Kinect SDK 1 - Skeletons
Written by Mike James   
Article Index
Kinect SDK 1 - Skeletons
Using the GDI
Joints
From 3D to 2D

The ability to extract and track the positions of the human body is a remarkable feature of the Kinect, but how do you use it? It seems more complicated than the more basic video and depth outputs. Fortunately, once you understand the structure of the data returned, it isn't much more involved. We look at the simplest possible example.

Practical Windows Kinect in C#
Chapter List

  1. Introduction to Kinect
  2. Getting started with Microsoft Kinect SDK 1
  3. Using the Depth Sensor
  4. The Player Index
  5. Depth and Video Space
  6. Skeletons
  7. The Full Skeleton
  8. A 3D Point Cloud

In this chapter, we make explicit use of the basic information described in chapter two, in particular the how to display a video image and some of the ideas in chapter 5 on converting between co-ordinate systems.

Working with skeletons

One of the big attractions of the Kinect is that it not only provides raw video and depth data, but also the way that it processes it to produce player indexes - see chapter 4  - or even complete skeletons of each player.

Using the skeleton engine seems more difficult than using the other facilities simply because what is detected is a skeleton - an apparently complex data structure. In fact calling it a skeleton is most of the problem. As will become clearly it is in fact much simpler than you might think. 

To example how it all works we are going to construct the simplest possible example. There are a number of example programs that show you how to display a complete skeleton complete with different color coding for different limbs. This is impressive but it doesn't make it easy to see what the operating principles are. The example program in this article does just one thing - it tracks a players head. This might not seem as impressive but it is easy to follow and once you can track a head the rest of the body, the complete skeleton becomes easy.

First the video

We first need to construct a program that displays the video from the camera so that we can mark the position of the player's head. This just the basic video display program that was introduced in Chapter 2, so if you need detailed explanations of how it all works read that chapter.

Start a new C# Windows Forms project.
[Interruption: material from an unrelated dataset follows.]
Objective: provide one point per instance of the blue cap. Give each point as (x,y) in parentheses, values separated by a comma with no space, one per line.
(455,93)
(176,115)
A WPF-based project would be more or less the same, apart from the way way the bitmap was processed for display.

For simplicity we will use Windows Forms.

Make sure you have loaded a reference to the Kinect DLL

Microsoft.Kinect.dll. 

and add:

using Microsoft.Kinect;

To the start of the program. In the Form's constructor we create a Runtime object so that we can use the Kinect:

public Form1()
{
InitializeComponent();
sensor = KinectSensor.KinectSensors[0];
}

The sensor variable is global allowing us to get a the Kinect from anywhere in the program - not good design but simpler for an example.

KinectSensor sensor;

Next you have to initialize it to use video and the depth camera and to use SkeletalTracking :

sensor.ColorStream.Enable(
ColorImageFormat.RgbResolution640x480Fps30);
sensor.DepthStream.Enable(
DepthImageFormat.Resolution320x240Fps30);
sensor.SkeletonStream.Enable();

The new AllFramesReady event can be used to trigger code when all of the frame types you hve requested are ready to be processed. So we can simply use a single event handler:

sensor.AllFramesReady += FramesReady;

Finally we can set the sensor running:

 sensor.Start();
}

Processing the Video data - GDI

When the FramesReady event handler is called both the depth and the video frame are ready to be processed:

void FramesReady(object sender,
 AllFramesReadyEventArgs e)
{

First we retrive the video data. The idea is that we are going to mark the location of the head on the video data as the tracking follows the player around the frame.

ColorImageFrame VFrame = e.OpenColorImageFrame();
if (VFrame == null) return;
byte[] pixeldata =
new byte[VFrame.PixelDataLength];

We are going to want to draw a cross on the video data. In the previous chapters we have just used direct manipulation of the bit array to set pixels. This is fine when you only want to work with a few pixels and it has the advantage of not involving any other objects.  However once you need to start drawing lines to form a skeleton then things are too difficult to work with via direct manipulation.

At this point you have to use whatever graphics facilities the framework you are using provides. The problem is that there is a split between Windows Forms and WPF. For this example we are going to use Windows Forms and the GDI because it is closer to the same facility in C++. In the next chapter we will look at using WPF graphics.